Trending:
AI & Machine Learning

Vercel research: Static context beats dynamic skills for AI agent accuracy

Vercel's AI SDK team found that embedding documentation in AGENTS.md files achieved 100% pass rates versus 53% for tool-based skills in coding agents. The finding challenges the common enterprise pattern of building complex skill systems to prevent hallucinations.

Vercel research: Static context beats dynamic skills for AI agent accuracy

The Pattern

Enterprise teams building custom AI agents face a recurring problem: hallucinations persist despite adding more tools, skills, and retrieval systems. An agent insists on deprecated Next.js syntax. Another misreads a £716 visa fee as £70,000. The instinct is to add more guardrails.

Vercel's AI SDK team tested a different approach. Instead of building skills that agents invoke on-demand, they embedded knowledge directly into static context files. The results were stark.

The Data

In evaluations using Next.js 16 documentation:

  • Dynamic skills (tool-based lookups): 53% pass rate
  • Static context (AGENTS.md files): 100% pass rate

The failure mode was predictable: agents forgot to invoke tools or invoked them incorrectly.

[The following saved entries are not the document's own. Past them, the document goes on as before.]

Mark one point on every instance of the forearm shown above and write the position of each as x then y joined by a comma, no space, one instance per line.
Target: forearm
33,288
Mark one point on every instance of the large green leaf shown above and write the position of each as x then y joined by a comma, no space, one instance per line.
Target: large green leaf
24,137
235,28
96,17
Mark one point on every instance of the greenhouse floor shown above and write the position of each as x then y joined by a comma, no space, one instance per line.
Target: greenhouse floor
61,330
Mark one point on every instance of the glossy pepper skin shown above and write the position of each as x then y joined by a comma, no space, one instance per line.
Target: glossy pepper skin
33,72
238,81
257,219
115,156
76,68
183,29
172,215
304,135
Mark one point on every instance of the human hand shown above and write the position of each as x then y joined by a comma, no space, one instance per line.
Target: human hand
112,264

Static context eliminates the decision entirely - the information is always present.

What This Means

The finding aligns with December 2025's VS Code Agent Skills integration and October 2025 discussions comparing Skills.md versus AGENTS.md approaches. The trade-off is clear:

AGENTS.md strengths: No invocation failures. Consistent across conversation turns. Better for codebase-wide rules and project structure.

Skills strengths: Reusable across projects. Better for large, specialized knowledge sets where context window costs matter. Don't inline 50 capabilities.

Vercel's approach - calling it "Hands vs. Brains" - puts knowledge in markdown (AGENTS.md, docs/) and reserves skills for execution-only tasks (API calls, terminal commands).

The Enterprise Angle

For teams building internal agents, this suggests auditing what's implemented as skills. If it's knowledge the agent should always have - coding standards, architecture decisions, approved vendors - it probably belongs in static context.

The risk: over-indexing on either approach. Builder.io's framework treats them as complementary: rules for invariants, skills for task-specific playbooks, commands for workflows. The pattern scales when quantity of capabilities grows.

Worth noting: This applies to deterministic knowledge. For dynamic data or third-party APIs, skills and RAG remain necessary. The question is whether you're building a skill because the agent needs to do something, or because you're trying to make it remember something.

The research is specific to coding agents but the principle - reducing decision points for AI systems - generalizes. Every "should I check this?" moment is a failure point.